Fact-checked
х

All iLive content is medically reviewed or fact checked to ensure as much factual accuracy as possible.

We have strict sourcing guidelines and only link to reputable media sites, academic research institutions and, whenever possible, medically peer reviewed studies. Note that the numbers in parentheses ([1], [2], etc.) are clickable links to these studies.

If you feel that any of our content is inaccurate, out-of-date, or otherwise questionable, please select it and press Ctrl + Enter.

Buspirone

Medical expert of the article

Psychiatrist, psychotherapist
, medical expert
Last reviewed: 04.07.2025

Buspirone is a drug belonging to the class of anxiolytics, which is used to treat anxiety disorders. It acts as an anxiolytic, i.e., an anti-anxiety drug, but unlike benzodiazepines (such as diazepam or alprazolam), it is not a hypnotic and does not cause a sedative effect.

Buspirone is commonly used to treat generalized anxiety disorder (GAD), but can also be used for short-term relief of anxiety symptoms. It does not cause physical dependence, as can happen with some other anxiolytics, and has fewer side effects.

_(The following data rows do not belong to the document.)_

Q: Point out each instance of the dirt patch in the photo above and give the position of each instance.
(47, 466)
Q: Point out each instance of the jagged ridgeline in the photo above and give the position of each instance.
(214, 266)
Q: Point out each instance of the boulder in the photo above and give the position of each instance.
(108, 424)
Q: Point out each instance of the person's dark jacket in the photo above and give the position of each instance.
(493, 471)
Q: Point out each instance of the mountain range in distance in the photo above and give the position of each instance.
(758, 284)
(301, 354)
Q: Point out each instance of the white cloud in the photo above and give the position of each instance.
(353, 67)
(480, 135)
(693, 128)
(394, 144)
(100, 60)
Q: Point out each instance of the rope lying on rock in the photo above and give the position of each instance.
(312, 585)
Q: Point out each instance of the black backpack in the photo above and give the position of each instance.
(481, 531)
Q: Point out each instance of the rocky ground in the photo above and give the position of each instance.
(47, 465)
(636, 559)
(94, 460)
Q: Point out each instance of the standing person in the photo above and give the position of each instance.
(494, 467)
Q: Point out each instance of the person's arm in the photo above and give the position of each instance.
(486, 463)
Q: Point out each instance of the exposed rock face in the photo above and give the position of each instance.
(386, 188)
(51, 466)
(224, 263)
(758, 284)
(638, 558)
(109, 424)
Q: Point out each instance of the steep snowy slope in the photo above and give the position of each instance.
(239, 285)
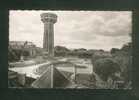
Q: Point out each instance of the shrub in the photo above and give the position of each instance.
(105, 67)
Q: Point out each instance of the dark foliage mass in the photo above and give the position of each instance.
(105, 67)
(119, 60)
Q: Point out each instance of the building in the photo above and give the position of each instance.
(23, 45)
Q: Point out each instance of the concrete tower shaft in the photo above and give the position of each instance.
(48, 39)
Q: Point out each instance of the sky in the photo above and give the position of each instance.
(74, 29)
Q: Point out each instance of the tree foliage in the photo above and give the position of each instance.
(105, 68)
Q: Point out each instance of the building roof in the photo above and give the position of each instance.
(52, 78)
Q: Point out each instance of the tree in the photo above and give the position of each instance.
(105, 68)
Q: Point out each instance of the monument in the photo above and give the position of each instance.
(48, 39)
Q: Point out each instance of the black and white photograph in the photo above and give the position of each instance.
(70, 49)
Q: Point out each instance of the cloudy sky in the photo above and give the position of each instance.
(74, 29)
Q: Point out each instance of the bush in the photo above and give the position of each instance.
(105, 67)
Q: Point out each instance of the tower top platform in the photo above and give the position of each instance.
(48, 17)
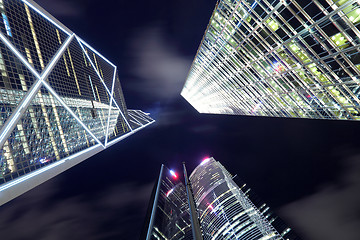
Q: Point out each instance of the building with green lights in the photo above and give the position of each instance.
(279, 58)
(61, 101)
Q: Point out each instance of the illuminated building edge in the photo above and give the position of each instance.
(225, 210)
(277, 58)
(40, 112)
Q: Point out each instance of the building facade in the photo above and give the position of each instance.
(60, 100)
(279, 58)
(170, 218)
(224, 210)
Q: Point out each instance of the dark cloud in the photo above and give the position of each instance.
(334, 211)
(160, 67)
(111, 214)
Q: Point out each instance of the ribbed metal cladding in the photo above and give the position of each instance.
(195, 224)
(224, 210)
(170, 217)
(279, 58)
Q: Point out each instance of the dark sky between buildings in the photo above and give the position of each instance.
(307, 170)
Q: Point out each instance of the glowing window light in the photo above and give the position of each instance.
(169, 192)
(205, 160)
(173, 174)
(46, 17)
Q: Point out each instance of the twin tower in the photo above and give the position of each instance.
(61, 101)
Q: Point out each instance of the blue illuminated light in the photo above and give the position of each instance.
(7, 25)
(205, 161)
(173, 174)
(70, 111)
(169, 192)
(44, 169)
(110, 105)
(46, 17)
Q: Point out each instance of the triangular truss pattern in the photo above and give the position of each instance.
(46, 133)
(33, 35)
(104, 68)
(56, 100)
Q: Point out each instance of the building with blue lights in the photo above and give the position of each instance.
(60, 100)
(279, 58)
(223, 209)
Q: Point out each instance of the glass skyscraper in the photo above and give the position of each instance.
(279, 58)
(224, 210)
(60, 100)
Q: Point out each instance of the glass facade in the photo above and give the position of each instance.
(58, 96)
(225, 210)
(171, 214)
(279, 58)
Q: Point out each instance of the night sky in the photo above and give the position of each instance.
(308, 171)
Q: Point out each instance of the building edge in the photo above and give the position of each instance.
(23, 184)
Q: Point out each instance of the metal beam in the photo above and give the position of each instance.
(195, 223)
(152, 218)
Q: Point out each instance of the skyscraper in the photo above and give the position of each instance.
(224, 210)
(279, 58)
(169, 213)
(61, 101)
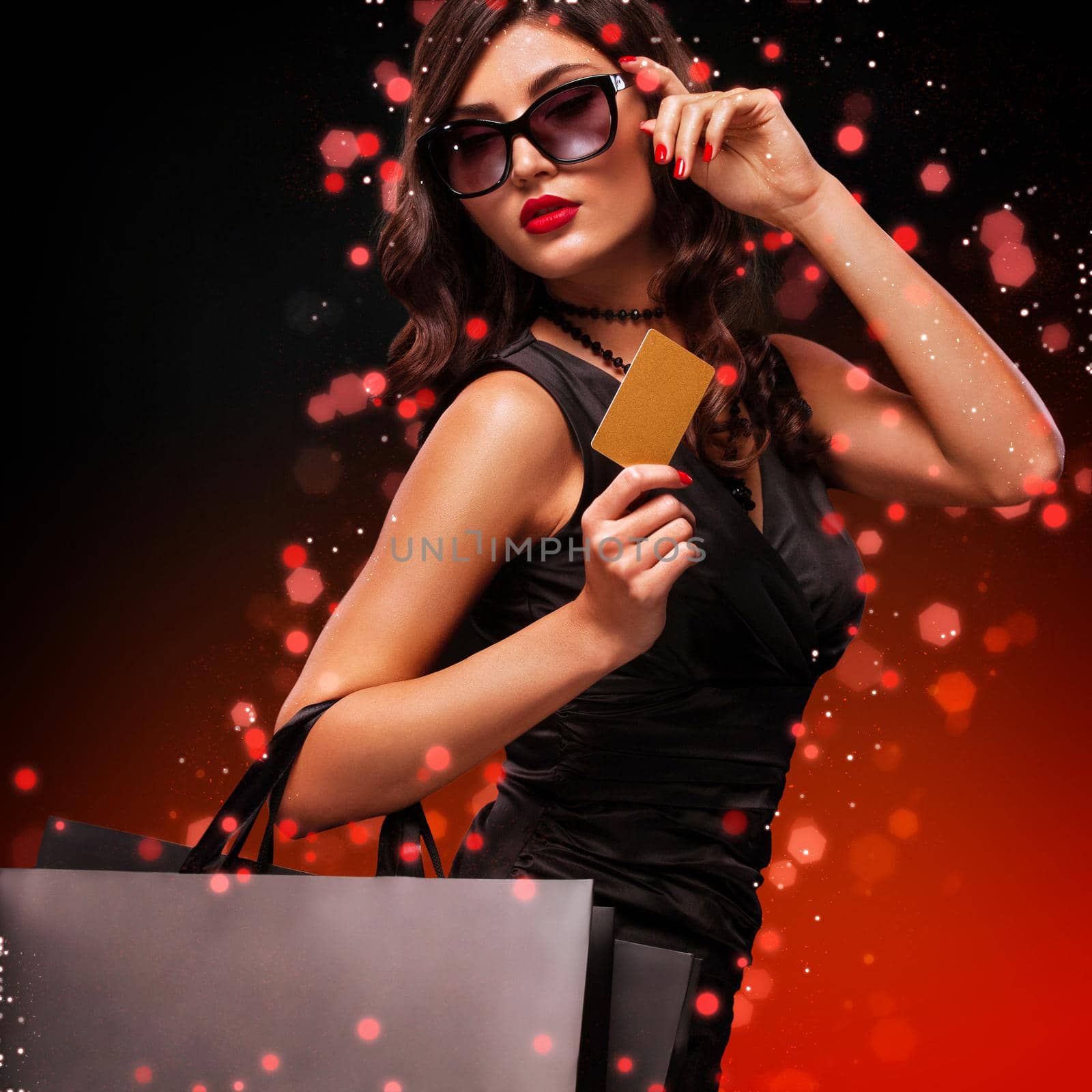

This drug does not start working immediately, but gradually, so its effect may appear several days or weeks after the start of treatment. The dosage and regimen of taking buspirone are usually determined by the doctor depending on the specific symptoms and individual characteristics of the patient.

ATC classification

N05BE01 Буспирон

Active ingredients

Буспирон

Pharmacological group

Анксиолитики

Pharmachologic effect

Транквилизирующие препараты

Indications Buspirone

  1. Generalized Anxiety Disorder (GAD): Buspirone may be used as a long-term treatment to reduce anxiety symptoms in patients with GAD. GAD is characterized by feelings of unreasonable worry or anxiety most of the time over a period of several months.
  2. Short-term relief of anxiety symptoms: Buspirone may also be used for short-term relief of anxiety symptoms, especially in cases where quick relief from anxiety is needed.
  3. Social anxiety disorder: In some cases, buspirone may be used to treat social anxiety disorder, which is characterized by intense anxiety about social or work-related situations.

Release form

  1. Tablets: This is the most common form of buspirone. Tablets come in different strengths, such as 5 mg, 10 mg, 15 mg, or 30 mg, and are usually taken by mouth with water.
  2. Solution: Buspirone is also available as a solution for oral administration.
  3. Capsules: Some capsules may contain buspirone and are also taken orally with water.

Pharmacodynamics

  1. Action on serotonin receptors: Buspirone is a partial agonist of 5-hydroxytryptamine (5-HT1A) receptors, which are associated with serotonin in the central nervous system. This results in increased activity of the serotonergic system, which may help reduce anxiety.
  2. Modulation of neurochemical balance: Buspirone may also affect the dopamine and norepinephrine systems, although its exact mechanism of action on these systems is not fully understood.
  3. No effect on benzodiazepine receptors: Unlike benzodiazepines, buspirone does not bind to GABA-A receptors, making it less likely to cause dependence or tolerance.
  4. Slow onset of action: Unlike benzodiazepines, the onset of action of buspirone may take several days or weeks after the start of treatment, which may be due to the need to build up the concentration of the drug in the body.
  5. Long-acting: Buspirone has a long-acting action, which allows it to be used as an anxiolytic over a long period of time.
  6. Minimal impact on cognitive function: Unlike benzodiazepines, buspirone does not usually cause drowsiness or lethargy, and it has minimal impact on cognitive function, making it more acceptable for patients who need to maintain alertness and concentration.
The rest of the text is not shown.